A massive PEP 649 update, with some major course corrections

Jelle · April 25, 2023, 4:09pm

The compiler could still simply use the literal 1, but user code could use inspect.AnnotationFormat.VALUE and get a nicer repr() and canonical name. IntEnums compare equal to the corresponding integer.

larry · April 25, 2023, 10:24pm

That sounds reasonable. Tell you what: I’ll experiment with it, and if it seems fine I’ll go with that, but I don’t want to commit to it until I’ve run the experiment. I always worry I’m overlooking something important.

larry · April 26, 2023, 8:33pm

I still don’t know who handles this–I’m working on other things–but it kind of makes intuitive sense that you can’t delete “members” defined in C. So maybe this is just stock behavior.

The important thing is that __annotate__ is always defined, so that it doesn’t get inherited, so we don’t have the same inheritance bug we had with __annotations__ on classes (that I fixed in 3.10). As long as it’s impossible to inherit __annotate__, I’m pretty easygoing about the specific semantics, and if the usual behavior for del o.__x__ when o is implemented in C and __x__ is a “member” is to set it to NULL internally (and None from Python’s perspective) that’s fine by me.

encukou · April 27, 2023, 8:19am

It uses T_OBJECT. Look at type, not flags.
And yes, that’s the old one – it’s the function object after all. Will you go for consistency, or learn from past mistakes? Doesn’t really matter much, I was just wondering what’s the difference between None and the internal initial value.

larry · April 27, 2023, 12:08pm

When you put it that way, “learn from past mistakes” sounds pretty good.

The internal initial value will be NULL, and… it’s not __locals__ anymore. At the sprints Wednesday the table I was at (with Jelle, Brandt, and Carl) realized that setting the “slow locals” on a frame that also had “fast locals” was going to lead to problems. Apparently there’s some debug-time automation where you can inspect the frame from inside a debugger and it back-propogates the “fast locals” into the “slow locals” dict? Anyway the approach seemed like it was getting too complicated and invasive for what was intended to be a small, easy, high-leverage change. Reusing locals in this way was elegant and cheap in 3.9 but in 3.12 it no longer seems wise.

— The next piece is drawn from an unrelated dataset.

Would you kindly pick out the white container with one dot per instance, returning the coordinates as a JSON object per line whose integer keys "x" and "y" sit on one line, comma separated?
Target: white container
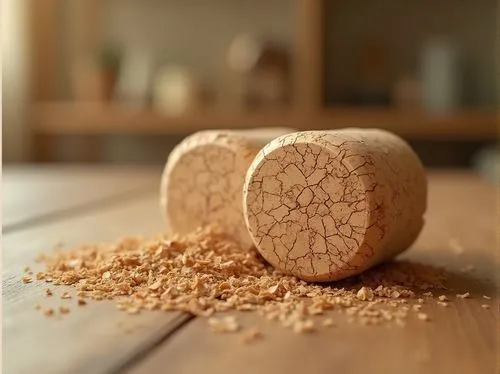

The new approach: I’m adding a new __class_dict__ attribute to the function object (and not the “frame constructor”). __class_dict__ will be read-only, only settable via the constructor, or by a new opcode (keep reading). There will be a new LOAD_CLASS_DICT opcode that works identically to LOAD_NAME, except it uses the frame->f_funobj->func_class_dict dictionary instead of the frame->f_locals dict. This means we don’t need to make the frame any bigger (which will make Mark Shannon happy). The compiler will bind the class dict of a class to the __class_dict__ of __annotate__ functions defined on member functions of that class, using a SET_CLASS_DICT (intrinsic) bytecode, (as opposed to adding a new binary flag to the already-complicated MAKE_FUNCTION oparg). And when generating those functions, the compiler will write LOAD_CLASS_DICT instead of LOAD_NAME.

Also, Jelle already knows this as he reviewed the PR, but: I did make his IntEnum change more or less as he suggested it. Finally, I expect to add another special (intrinsic) bytecode to handle the boilerplate at the top of compiler-generated __annotate__ functions, reducing the weight of the boilerplate to two bytes, and likely speeding it up some to boot.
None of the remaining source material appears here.